The study group concluded that goats would be suitable substitute for bighorns.
“Alpine environments evolved in the presence of herbivory. We know bighorn sheep used to graze there so goat fills that niche. We believe it is healthy for the ecosystem to have ungulates on there eating the alpine plants,” Robinson said.
The Deep Creeks have 34,400 acres of terrain higher than 9,000 feet, on par with the La Sals, where the target goat population is 200. The draft plan estimates this habitat can support 250 goats, or one goat for every 4.65 square miles.
Jones dismissed Robinson’s reasoning. Goats would get into terrain that is inaccessible for bighorn sheep and would trample places in spring and fall when moist soils are most vulnerable to disturbance, she said.
For the La Sal introduction, DWR used 35 goats from the Tushars, where goats have exceeded population targets. But for future introductions, Utah will likely tap Wyoming and Washington’s “excess” goats, Robinson told the Wildlife Board. These state are exploring whether to get rid of introduced populations in Teton and Olympic national parks.

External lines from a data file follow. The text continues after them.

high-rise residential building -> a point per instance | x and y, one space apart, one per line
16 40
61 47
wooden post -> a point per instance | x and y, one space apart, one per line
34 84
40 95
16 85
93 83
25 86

Nevada introduced goat populations in the Ruby and East Humboldt ranges but has no plans to add goats elsewhere.
Utah’s goat plan, which expires next year, does not identify any new ranges for introductions beyond the Deep Creeks. But DRW has modeled several others, according to Robinson, and identified some for possible introductions: Stansbury Mountains, Logan Peak and Wasatch Plateau.
The Pahvant, east of Fillmore, and northern Wasatch above Farmington, are already being colonized by goats that have wandered in from neighboring areas. As timbered lower elevations, these ranges are not ideal goat terrain, so DWR leans toward allowing goats to establish themselves there “naturally,” Robinson told the Wildlife Board.
Before DWR seeks any new populations, Robinson said, the agency would build existing herds on Dutton Mountain and eastern Uintas.